Can we get it moved to Milwaukee, where it belonged all along?
posted by mimi at 7:17 PM on September 19, 2010 [1 favorite]


You are reading way too much into my question.

That's probably true. I'm pretty touchy and opinionated about anything pop culture-y. Sometimes the rants spill out of my Andy Rooney head and onto public forums. As you were!
posted by Mael Oui at 9:25 PM on September 19, 2010


The worst thing is I can actually SEE Alec Baldwin as Liberace, and it somehow it all makes sense!
posted by Mael Oui at 9:31 PM on September 19, 2010


The worst thing is I can actually SEE Alec Baldwin as Liberace, and it somehow it all makes sense!

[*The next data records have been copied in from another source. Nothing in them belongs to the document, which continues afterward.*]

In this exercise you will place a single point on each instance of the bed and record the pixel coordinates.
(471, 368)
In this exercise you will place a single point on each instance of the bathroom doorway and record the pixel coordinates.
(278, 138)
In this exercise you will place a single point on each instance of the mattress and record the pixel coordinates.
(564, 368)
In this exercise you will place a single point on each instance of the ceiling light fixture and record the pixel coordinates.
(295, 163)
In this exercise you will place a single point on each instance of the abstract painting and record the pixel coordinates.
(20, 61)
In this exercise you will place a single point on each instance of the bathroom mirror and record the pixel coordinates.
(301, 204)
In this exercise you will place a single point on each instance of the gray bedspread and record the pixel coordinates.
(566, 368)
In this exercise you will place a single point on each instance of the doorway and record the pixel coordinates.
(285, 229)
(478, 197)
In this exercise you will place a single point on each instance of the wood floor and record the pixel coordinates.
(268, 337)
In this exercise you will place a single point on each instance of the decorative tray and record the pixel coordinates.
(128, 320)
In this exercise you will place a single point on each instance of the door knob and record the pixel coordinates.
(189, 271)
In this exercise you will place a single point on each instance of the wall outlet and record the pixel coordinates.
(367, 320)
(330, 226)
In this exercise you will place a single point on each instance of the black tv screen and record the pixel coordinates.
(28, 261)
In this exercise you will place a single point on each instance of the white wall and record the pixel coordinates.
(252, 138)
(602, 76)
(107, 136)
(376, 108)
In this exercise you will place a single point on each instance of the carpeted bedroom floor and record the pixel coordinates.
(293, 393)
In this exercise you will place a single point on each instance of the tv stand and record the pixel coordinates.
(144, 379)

Maybe as Charles Nelson Reilly (of whom he does a brilliant impression), but Michael Douglas would definitely be a better Liberace than Alec Baldwin.
posted by motown missile at 9:59 PM on September 19, 2010


It really stinks that the Liberace Museum is closing because a bunch of greedy creeps seem to have bled his foundation dry to benefit themselves during the bubble. For shame. (See mazola's link above.) This was such a sweet and literally awesome institution. I'll never forget spotting Lee's rhinestone-encrusted tool box under his rhinestone-encrusted Rolls, and just falling over laughing.